Aller Anfang ist schwer.|Das gilt gerade bei einer Lebensstiländerung.


Hinweis: Der Inhalt dieser Seite wurde vor 13 Jahren in der Wiener Zeitung veröffentlicht. Hier geht's zu unseren neuen Inhalten.

Die schlimmste Zeit bei einer Diät? Eindeutig der Tag 0. Dieser Tag oder vielmehr diese Zeitspanne erstreckt sich von der Entscheidung eine Diät zu machen bis zum tatsächlichen Beginn der Ernährungsumstellung.
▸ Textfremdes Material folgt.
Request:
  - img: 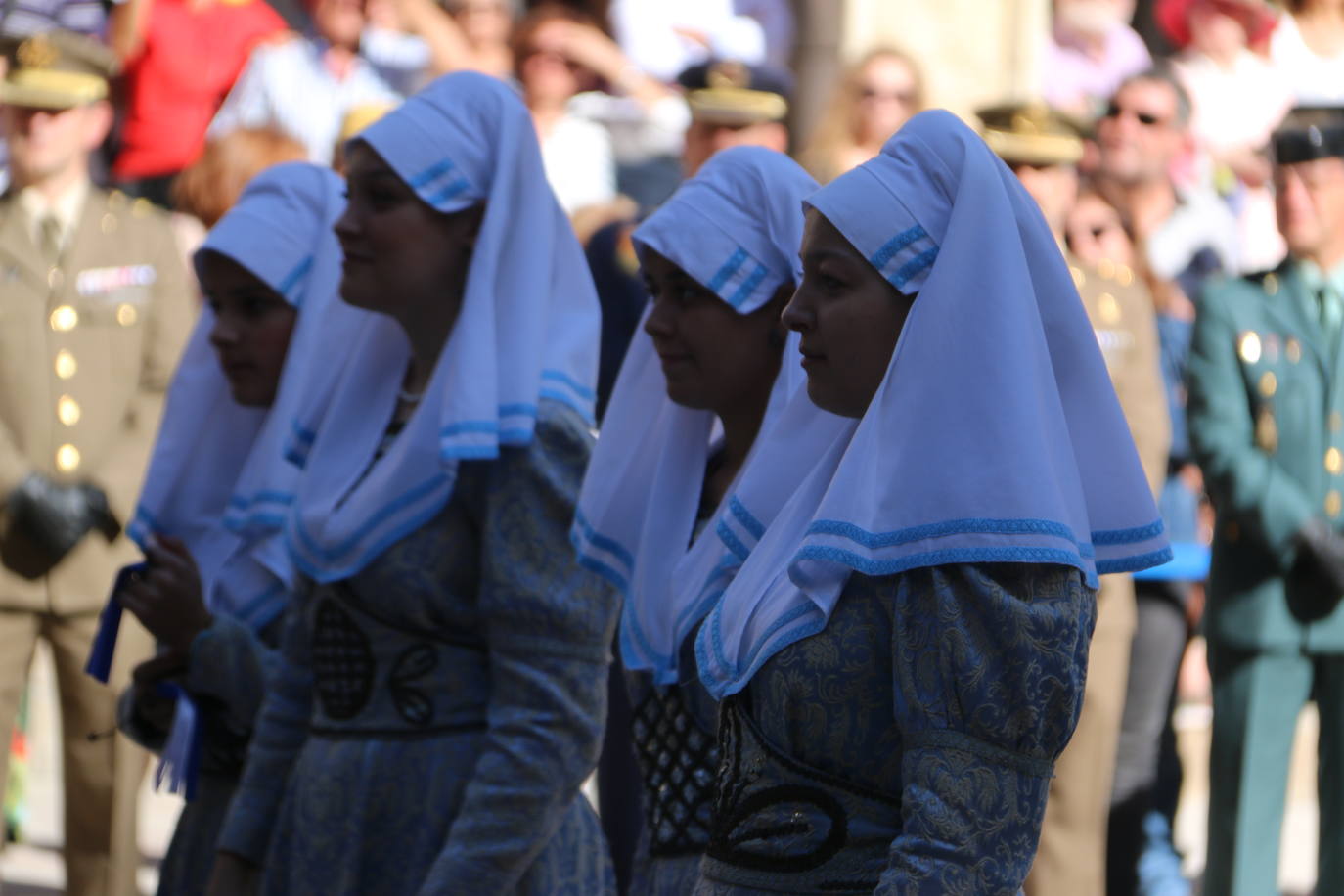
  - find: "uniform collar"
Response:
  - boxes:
[1297,258,1344,297]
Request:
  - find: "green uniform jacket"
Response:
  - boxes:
[1188,262,1344,652]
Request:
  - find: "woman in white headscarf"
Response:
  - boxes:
[574,147,816,896]
[117,162,370,895]
[213,72,617,896]
[694,112,1169,896]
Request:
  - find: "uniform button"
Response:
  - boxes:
[57,443,79,472]
[57,395,79,426]
[57,349,79,381]
[51,305,79,334]
[1236,331,1259,364]
[1259,371,1278,398]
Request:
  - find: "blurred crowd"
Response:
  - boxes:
[0,0,1344,896]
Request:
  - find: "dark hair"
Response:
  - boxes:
[1111,65,1193,127]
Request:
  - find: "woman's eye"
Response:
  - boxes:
[366,187,399,209]
[817,271,844,292]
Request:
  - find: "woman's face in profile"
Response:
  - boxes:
[336,146,484,328]
[197,249,298,407]
[784,208,914,417]
[855,57,918,143]
[641,248,784,417]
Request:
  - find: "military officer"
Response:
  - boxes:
[978,104,1169,896]
[0,31,192,895]
[1188,108,1344,896]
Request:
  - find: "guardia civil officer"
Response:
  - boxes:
[1188,108,1344,896]
[0,31,191,896]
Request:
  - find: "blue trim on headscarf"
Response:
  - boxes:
[729,265,770,309]
[869,224,928,270]
[542,370,597,399]
[1093,519,1167,546]
[790,544,1097,589]
[426,177,471,205]
[888,246,938,289]
[694,604,827,698]
[808,517,1082,548]
[574,509,635,569]
[294,472,448,560]
[714,519,751,561]
[705,246,750,292]
[276,255,313,307]
[729,494,765,540]
[407,158,456,188]
[1097,547,1176,575]
[229,489,294,509]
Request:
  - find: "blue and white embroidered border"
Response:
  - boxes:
[705,246,770,310]
[410,158,471,208]
[869,224,938,292]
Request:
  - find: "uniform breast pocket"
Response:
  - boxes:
[83,287,150,329]
[1261,367,1325,459]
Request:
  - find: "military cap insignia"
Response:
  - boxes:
[15,33,61,68]
[704,59,751,89]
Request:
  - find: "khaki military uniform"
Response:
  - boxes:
[1024,250,1171,896]
[0,190,192,895]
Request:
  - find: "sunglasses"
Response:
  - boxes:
[1078,220,1121,239]
[1102,102,1167,127]
[859,87,916,106]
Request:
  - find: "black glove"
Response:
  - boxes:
[0,472,121,579]
[1289,518,1344,605]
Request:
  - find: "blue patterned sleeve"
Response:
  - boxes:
[421,413,618,896]
[186,614,281,735]
[214,585,313,865]
[876,564,1097,896]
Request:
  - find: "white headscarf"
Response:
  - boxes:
[696,111,1171,697]
[287,72,601,582]
[572,147,817,684]
[129,162,371,627]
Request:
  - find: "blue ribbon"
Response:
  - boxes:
[85,562,150,684]
[155,681,201,802]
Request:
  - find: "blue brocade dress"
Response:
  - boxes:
[626,634,719,896]
[694,564,1097,896]
[220,400,617,896]
[117,614,280,896]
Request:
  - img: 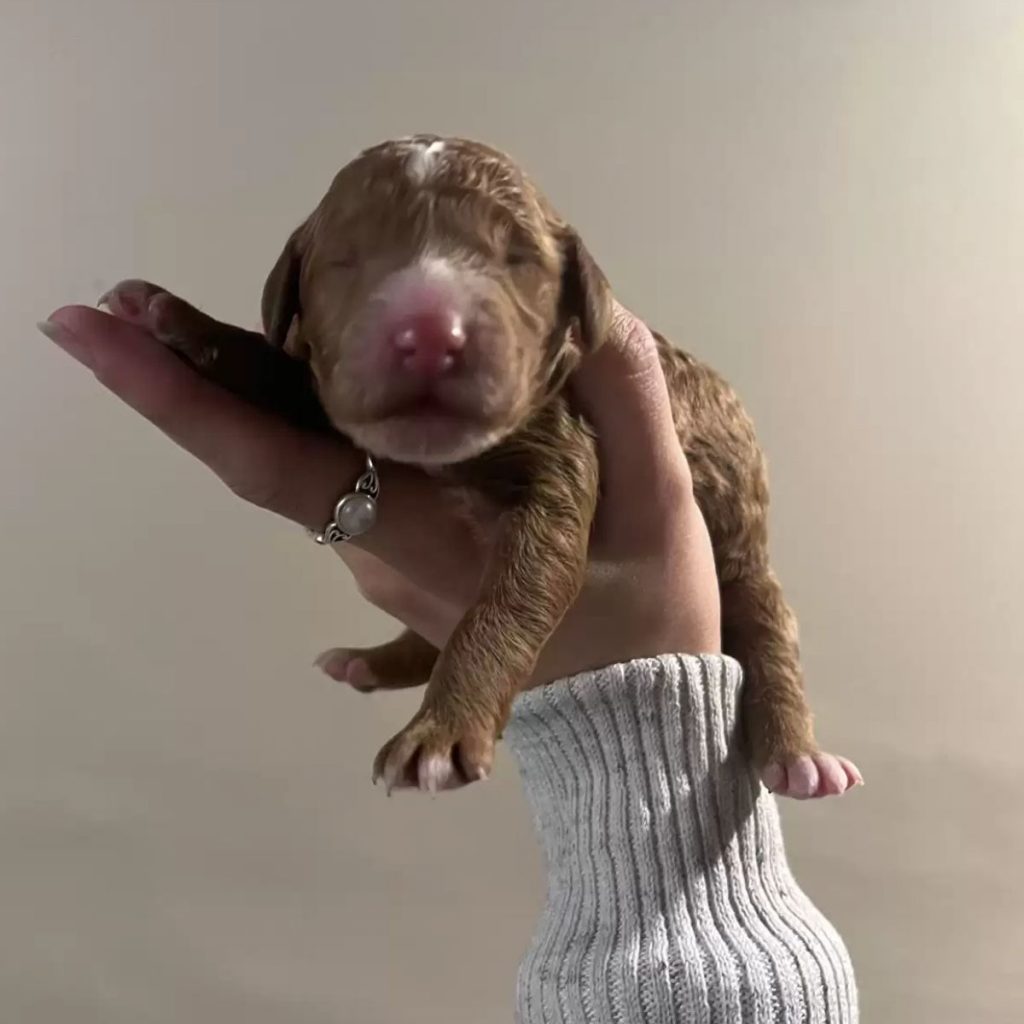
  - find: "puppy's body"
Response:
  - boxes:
[110,135,856,796]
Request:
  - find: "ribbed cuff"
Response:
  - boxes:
[505,655,857,1024]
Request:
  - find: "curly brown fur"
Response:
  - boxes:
[108,135,842,796]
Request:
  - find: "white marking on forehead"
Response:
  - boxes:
[416,250,460,281]
[406,139,444,184]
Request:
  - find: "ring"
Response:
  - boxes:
[306,455,381,544]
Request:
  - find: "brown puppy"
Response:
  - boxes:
[105,135,859,797]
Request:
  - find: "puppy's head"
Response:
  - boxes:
[262,135,610,465]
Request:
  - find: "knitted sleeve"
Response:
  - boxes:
[505,655,857,1024]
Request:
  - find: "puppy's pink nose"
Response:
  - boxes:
[391,312,466,377]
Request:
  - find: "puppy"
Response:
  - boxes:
[103,135,860,798]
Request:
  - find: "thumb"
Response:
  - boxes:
[571,302,691,544]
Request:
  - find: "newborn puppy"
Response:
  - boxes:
[103,135,859,798]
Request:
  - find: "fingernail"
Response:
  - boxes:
[36,321,92,369]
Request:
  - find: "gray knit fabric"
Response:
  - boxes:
[505,655,857,1024]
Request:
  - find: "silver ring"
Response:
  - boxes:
[306,455,381,544]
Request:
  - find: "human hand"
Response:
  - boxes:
[41,283,720,685]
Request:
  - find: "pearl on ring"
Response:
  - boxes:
[334,493,377,537]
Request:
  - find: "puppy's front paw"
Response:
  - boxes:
[761,751,864,800]
[374,708,497,794]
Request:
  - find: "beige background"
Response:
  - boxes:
[0,0,1024,1024]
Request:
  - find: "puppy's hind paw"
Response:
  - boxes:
[761,751,864,800]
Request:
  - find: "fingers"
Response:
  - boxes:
[41,306,362,525]
[40,306,479,603]
[99,281,331,431]
[572,305,689,538]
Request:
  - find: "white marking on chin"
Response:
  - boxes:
[345,417,508,469]
[406,139,444,184]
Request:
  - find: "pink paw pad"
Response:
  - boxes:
[761,752,864,800]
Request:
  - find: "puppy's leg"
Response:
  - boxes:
[99,281,330,430]
[722,567,863,800]
[374,407,597,792]
[316,630,437,693]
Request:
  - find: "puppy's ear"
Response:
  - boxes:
[561,227,611,352]
[261,223,309,358]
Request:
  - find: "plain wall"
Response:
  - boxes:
[0,0,1024,1024]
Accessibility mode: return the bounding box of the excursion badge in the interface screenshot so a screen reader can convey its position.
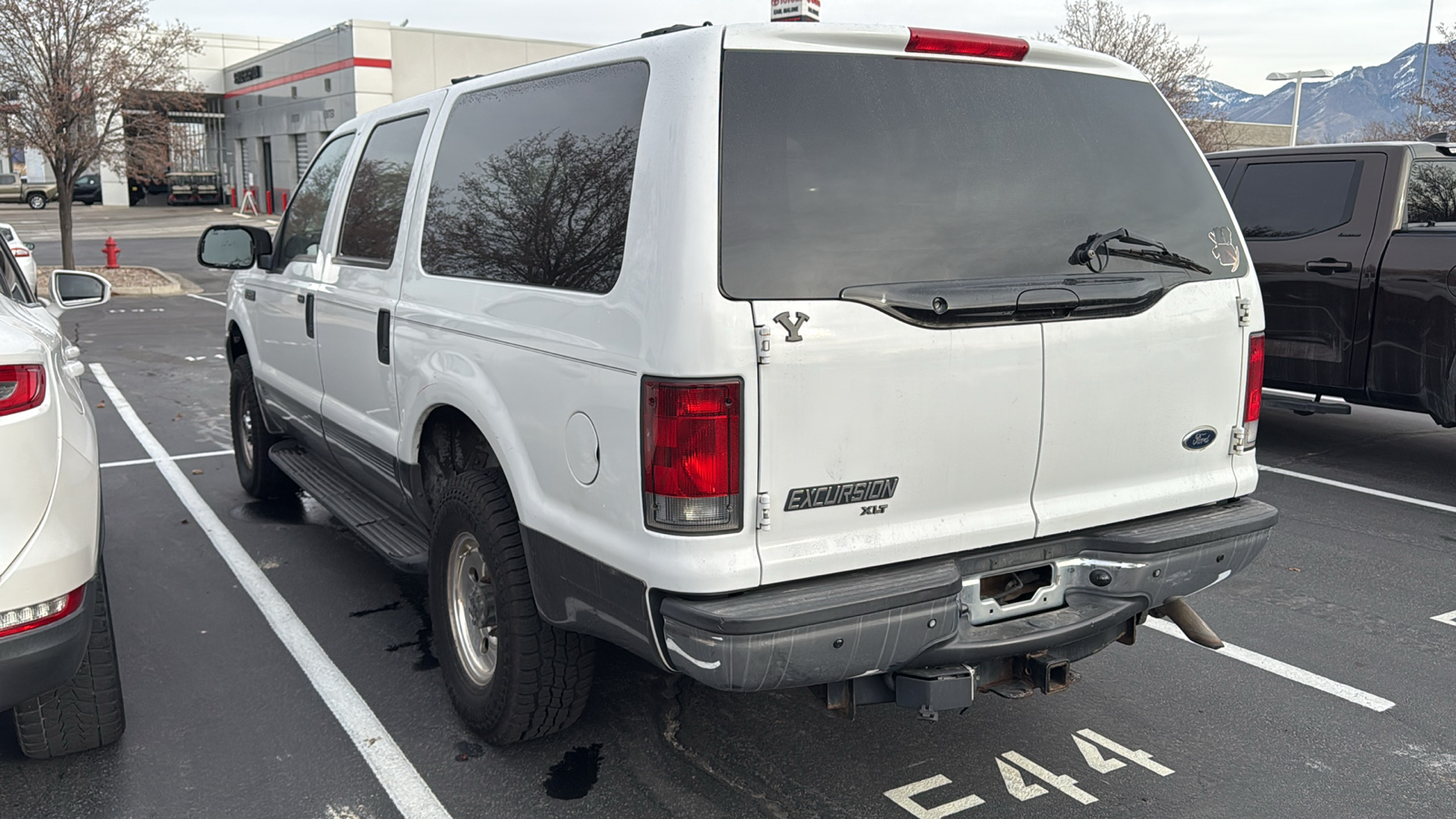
[784,478,900,511]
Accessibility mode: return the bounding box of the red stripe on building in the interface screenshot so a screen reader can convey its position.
[223,56,393,99]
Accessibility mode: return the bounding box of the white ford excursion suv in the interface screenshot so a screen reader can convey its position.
[198,24,1277,743]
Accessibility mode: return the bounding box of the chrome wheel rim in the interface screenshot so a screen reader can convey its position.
[238,402,253,470]
[449,532,500,686]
Bei manchen Menschen mag dieser Tag 0 tatsächlich ein Tag sein. Heute mag ich abnehmen und morgen geht es los. Ich tendiere leider eher zu der Variante morgen geht es los also esse ich heute noch, was ich morgen nicht mehr essen darf. Und dummerweise beginnt dann die Diät doch nicht morgen. Sondern Übermorgen. Oder erst in einer Woche. Da ich aber in Wahrheit jederzeit mit der Ernährungsumstellung starten könnte, ist jeder Tag, dieser Tag an dem ich noch einmal etwas esse, was ich während der Diät nicht mehr so schnell essen werde. Somit ist der Tag 0 in Wahrheit für mich einfach nur eine Phase des Zunehmens.

Man muss abnehmen wollen
Mein Tag 0 scheint, rückblickend betrachtet, eine 20-jährige Vorbereitungsperiode für das kommende Jahr gewesen zu sein. Seit ich beschlossen habe abzunehmen - im zarten Teenager-Alter, folgten unzählige Versuche das Wohlgefühlgewicht zu erreichen und auch zu halten, aber schlussendlich habe ich mein Ausgangsgewicht immer nur übertroffen. Und nun, schreibe ich, schwerer als jemals zuvor, diese Zeilen und versuche herauszufinden, woran das wohl liegt.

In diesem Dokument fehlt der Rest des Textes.